Return consistent HTTP status codes:

Status Meaning
400 Malformed request
401 Invalid or missing auth
404 User or group id not found
409 Conflict (e.g., duplicate create)

Body should follow the SCIM error schema:

{
  "schemas": ["urn:ietf:params:scim:api:messages:2.0:Error"],
  "detail": "User already exists",
  "status": "409"
}

Practical implementation tips

  1. IdP variance: Despite the standard, Okta, Entra ID, OneLogin, etc., differ in PATCH vs PUT, group paths, and retries. Test each IdP you support.

  2. Idempotency: Retries are normal. A duplicate POST for the same logical user should not create two accounts—detect duplicates and return the existing resource where appropriate.

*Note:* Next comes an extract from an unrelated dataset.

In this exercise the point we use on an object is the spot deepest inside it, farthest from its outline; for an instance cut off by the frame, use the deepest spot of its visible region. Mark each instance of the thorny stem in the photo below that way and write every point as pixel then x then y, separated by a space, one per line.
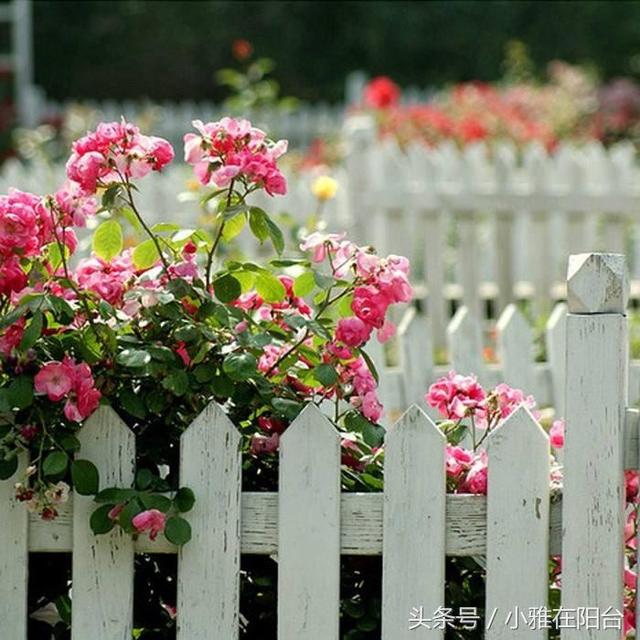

  3. Initial sync load: First connection may create hundreds or thousands of users quickly—rate limits, DB efficiency, and queueing matter.

  4. Libraries: Prefer a maintained SCIM library when possible (e.g. Java scim2, Python django-scim2, Ruby scim-kit) for parsing, filtering, and schema validation.

  5. Discovery endpoints: /ServiceProviderConfig, /Schemas, and /ResourceTypes are sometimes queried during setup—return accurate capability declarations (supported operations, filters).


Summary

Implementing SCIM means exposing a REST API the IdP calls to push user and group lifecycle into your app. Your service is passive: it receives requests. Typical flow: check existence → create → patch updates → deactivate via active, with groups and membership carried by PATCH operations.